According to Darren Morton, assistant vice president of the Division of Student Affairs, “an official memorandum was communicated” and finalized by the department last spring to be implemented this semester. This was the result of lengthy discussions with Student Affairs administrators.
“This policy will allow new students the opportunity to acclimate into our college environment and develop a solid foundation prior to making the serious commitment, such as becoming a member of the fraternity and sorority community,” Morton said. Morton explained that “all Greek-lettered” organizations have to comply to this new change because it is “institutional,” which is similar to policies in other colleges in the Northeast.
“Change is a process and is an adjustment,” Morton said. “There was mixed reaction – some supportive and others concerned.”
The policy was created by the department after analyzing several different factors, such as trends in Greek Life, student transition data, and “institutional emphasis on retention.”
However, students like Erin Mellynchuk, president of Gamma Phi Beta, disagree with the new policy.

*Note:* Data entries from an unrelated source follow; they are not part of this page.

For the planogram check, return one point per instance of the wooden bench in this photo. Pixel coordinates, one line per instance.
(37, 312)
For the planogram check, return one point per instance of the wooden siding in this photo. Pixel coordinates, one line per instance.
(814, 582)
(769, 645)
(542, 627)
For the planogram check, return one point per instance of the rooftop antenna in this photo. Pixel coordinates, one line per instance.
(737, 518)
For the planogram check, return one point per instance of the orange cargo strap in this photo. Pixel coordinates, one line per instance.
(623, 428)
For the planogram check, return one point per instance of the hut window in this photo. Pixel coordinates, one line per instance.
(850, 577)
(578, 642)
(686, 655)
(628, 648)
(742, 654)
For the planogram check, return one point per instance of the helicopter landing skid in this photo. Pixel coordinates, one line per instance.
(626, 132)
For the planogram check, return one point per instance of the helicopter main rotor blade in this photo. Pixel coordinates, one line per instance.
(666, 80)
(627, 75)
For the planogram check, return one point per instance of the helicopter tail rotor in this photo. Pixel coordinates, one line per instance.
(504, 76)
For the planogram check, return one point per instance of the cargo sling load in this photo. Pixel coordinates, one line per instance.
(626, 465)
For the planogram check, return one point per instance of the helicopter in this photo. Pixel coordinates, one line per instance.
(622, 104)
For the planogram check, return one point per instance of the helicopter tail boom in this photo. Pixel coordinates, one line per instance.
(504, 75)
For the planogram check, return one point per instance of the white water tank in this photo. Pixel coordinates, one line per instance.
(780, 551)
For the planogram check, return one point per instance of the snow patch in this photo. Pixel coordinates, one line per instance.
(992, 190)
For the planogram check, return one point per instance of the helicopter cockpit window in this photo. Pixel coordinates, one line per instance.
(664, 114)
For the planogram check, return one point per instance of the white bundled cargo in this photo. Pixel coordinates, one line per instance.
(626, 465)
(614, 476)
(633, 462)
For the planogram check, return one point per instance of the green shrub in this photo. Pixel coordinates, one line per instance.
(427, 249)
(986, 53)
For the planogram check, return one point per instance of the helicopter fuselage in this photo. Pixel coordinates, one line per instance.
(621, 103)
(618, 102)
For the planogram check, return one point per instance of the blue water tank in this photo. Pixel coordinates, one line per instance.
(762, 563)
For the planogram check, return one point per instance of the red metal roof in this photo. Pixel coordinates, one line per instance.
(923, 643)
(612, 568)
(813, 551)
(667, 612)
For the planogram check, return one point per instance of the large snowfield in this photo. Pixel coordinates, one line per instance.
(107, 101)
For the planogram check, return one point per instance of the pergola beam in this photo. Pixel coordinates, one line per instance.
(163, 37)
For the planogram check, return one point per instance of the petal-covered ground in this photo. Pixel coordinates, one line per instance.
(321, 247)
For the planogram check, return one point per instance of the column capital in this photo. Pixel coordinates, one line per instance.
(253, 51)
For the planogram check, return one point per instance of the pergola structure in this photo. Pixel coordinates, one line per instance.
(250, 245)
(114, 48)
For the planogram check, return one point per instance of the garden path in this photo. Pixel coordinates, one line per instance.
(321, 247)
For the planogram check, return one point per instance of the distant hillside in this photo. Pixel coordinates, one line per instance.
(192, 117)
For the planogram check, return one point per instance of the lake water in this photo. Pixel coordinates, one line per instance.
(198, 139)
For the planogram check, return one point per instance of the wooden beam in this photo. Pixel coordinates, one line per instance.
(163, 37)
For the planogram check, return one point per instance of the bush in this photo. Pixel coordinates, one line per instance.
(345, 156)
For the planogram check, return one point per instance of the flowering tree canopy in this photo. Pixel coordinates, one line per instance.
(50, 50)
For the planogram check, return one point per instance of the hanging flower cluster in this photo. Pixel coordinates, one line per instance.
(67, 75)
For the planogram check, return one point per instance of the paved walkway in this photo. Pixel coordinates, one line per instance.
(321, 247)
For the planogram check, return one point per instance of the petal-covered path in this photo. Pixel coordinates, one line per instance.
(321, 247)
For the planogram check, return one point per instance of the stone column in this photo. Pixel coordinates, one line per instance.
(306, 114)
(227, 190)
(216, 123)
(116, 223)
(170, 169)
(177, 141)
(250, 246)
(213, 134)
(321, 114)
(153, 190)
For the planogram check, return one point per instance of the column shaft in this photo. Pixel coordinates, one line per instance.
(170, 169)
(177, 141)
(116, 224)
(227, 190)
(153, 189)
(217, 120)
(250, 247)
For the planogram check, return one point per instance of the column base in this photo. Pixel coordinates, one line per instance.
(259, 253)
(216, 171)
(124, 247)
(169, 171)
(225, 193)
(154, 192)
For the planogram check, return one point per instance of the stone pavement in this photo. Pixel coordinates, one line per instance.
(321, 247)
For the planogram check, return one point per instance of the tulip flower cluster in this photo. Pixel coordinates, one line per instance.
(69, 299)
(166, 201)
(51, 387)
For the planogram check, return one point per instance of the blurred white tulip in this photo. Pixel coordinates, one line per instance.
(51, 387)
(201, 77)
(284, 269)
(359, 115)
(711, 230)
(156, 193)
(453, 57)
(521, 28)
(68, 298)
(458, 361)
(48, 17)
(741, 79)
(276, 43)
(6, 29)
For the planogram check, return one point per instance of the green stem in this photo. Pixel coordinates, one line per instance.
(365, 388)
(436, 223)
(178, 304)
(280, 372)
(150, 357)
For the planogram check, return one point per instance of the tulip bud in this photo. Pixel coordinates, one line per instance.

“It’s silly because if you’re old enough to be in college, you should be able to make your own decisions,” Mellynchuk said. “It doesn’t make sense that 18-year-olds can be drafted into war but not able to join a Greek organization.”
Fellow Gamma Phi Beta member Kristen Sievert, a sophomore, joined Greek Life in her first semester as a freshman, which kept her at St. John’s.
“It was hard because college was a change,” she said. “Being in a sorority, I met so many people right off the bat. I went to a tiny high school and the sorority helped me. Otherwise, I would have transferred out.”